A spokesman for MIRA declined to comment for this story.

Miller-May told Infrastructure Investor that CTPF is “currently getting as many distributions as we’ve been able to put capital to work”, so the pension fund will continue with an investment strategy to gradually fill under-allocated targets to the private equity, real estate and infrastructure asset classes.

“The minute that slows down, as we expect it will, we will of course re-evaluate, but everything seems to be on track right now,” Miller-May said.

If the downturn drags on, Miller-May said interruptions to CTPF contributions would be “what really impacts the fund”. CTPF’s two main sources of contributions come from the city school district, Chicago Public Schools, and a portion of state property taxes.

CTPF, which was 52.1 percent short of its total funding last year, has sought to increase its allocation to alternatives. In 2019, the pension fund’s alternatives allocation reached 16 percent, with 2.1 percent allocated to infrastructure.

Miller-May said these were “defensive” and “diversifying” moves which should put CTPF “in a position where we can participate in the recovery when it comes – hopefully soon”.

With ongoing economic uncertainty, Miller-May said its hard to predict what the public markets investment horizon will look like over the next year, so LPs may “stick to their pacing studies and asset allocation policies” for private markets. “Volatility in public markets is rapidly increasing on a daily basis. I think there needs to be some stabilisation,” she explained.

However, if LPs entered this period of market volatility over-allocated to private markets, they “may pull back or delay commitments”, Miller-May said.

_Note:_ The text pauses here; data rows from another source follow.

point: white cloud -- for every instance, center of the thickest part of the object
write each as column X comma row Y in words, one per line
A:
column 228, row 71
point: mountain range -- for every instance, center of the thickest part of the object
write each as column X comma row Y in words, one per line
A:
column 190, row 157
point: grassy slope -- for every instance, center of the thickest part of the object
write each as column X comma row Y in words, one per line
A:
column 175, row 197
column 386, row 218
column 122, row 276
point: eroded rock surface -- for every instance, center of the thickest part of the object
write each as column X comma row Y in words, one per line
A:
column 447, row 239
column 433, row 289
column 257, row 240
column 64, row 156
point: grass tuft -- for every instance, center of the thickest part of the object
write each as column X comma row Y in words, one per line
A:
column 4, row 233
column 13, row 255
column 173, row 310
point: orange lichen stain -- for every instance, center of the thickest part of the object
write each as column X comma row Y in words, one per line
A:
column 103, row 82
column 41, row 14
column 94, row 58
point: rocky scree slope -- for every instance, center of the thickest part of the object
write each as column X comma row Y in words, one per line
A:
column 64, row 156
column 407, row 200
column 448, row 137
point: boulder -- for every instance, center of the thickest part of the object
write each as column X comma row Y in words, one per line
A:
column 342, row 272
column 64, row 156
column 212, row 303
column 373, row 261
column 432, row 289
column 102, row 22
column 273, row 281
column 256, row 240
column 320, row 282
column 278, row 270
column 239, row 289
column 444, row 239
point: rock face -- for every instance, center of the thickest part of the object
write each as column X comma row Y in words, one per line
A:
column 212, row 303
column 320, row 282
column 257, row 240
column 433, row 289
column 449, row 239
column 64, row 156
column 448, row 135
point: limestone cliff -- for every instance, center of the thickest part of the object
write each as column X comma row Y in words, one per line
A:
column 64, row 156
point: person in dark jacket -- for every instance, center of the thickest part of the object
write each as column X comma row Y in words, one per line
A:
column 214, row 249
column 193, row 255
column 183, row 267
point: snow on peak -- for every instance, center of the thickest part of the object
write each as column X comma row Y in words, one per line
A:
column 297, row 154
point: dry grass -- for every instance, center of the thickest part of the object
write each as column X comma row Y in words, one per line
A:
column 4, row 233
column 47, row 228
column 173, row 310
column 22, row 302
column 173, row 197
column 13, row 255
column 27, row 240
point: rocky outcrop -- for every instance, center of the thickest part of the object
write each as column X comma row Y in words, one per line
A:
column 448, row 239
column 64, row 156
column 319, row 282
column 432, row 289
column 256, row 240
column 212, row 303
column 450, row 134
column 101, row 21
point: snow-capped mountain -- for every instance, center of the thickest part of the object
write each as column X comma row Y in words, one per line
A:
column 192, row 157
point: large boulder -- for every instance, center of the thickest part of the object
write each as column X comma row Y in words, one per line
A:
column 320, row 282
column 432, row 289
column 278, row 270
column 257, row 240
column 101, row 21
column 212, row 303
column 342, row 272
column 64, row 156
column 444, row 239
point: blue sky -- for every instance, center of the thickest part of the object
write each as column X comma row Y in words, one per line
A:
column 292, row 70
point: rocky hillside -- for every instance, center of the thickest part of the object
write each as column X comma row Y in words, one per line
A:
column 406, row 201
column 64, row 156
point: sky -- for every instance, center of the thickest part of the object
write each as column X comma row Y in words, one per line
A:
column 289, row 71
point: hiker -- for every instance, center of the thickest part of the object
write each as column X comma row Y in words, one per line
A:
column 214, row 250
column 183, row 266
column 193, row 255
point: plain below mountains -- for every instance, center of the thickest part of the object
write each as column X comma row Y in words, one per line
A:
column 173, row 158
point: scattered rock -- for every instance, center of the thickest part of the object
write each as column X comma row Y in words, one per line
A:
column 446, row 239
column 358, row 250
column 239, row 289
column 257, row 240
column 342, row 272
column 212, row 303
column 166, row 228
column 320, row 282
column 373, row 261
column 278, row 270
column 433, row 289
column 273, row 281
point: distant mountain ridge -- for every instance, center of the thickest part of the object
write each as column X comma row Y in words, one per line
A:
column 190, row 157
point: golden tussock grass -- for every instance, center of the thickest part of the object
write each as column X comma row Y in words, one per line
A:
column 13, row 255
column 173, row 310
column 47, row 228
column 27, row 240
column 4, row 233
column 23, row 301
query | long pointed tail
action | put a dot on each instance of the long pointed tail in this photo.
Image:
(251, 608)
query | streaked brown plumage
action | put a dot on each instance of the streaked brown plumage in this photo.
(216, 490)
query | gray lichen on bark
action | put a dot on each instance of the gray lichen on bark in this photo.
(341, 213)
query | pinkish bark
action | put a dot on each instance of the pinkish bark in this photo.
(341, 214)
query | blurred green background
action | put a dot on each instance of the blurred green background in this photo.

CTPF isn’t alone in its keep-calm-and-carry-on investment strategy. Nearly two-thirds of 80 institutional investors and 120 fund managers surveyed by sister publication Private Equity International, said they weren’t planning on reducing their planned average commitment to private equity strategies this year. Forty-five percent said they weren’t planning to reduce their new private equity fund commitments either.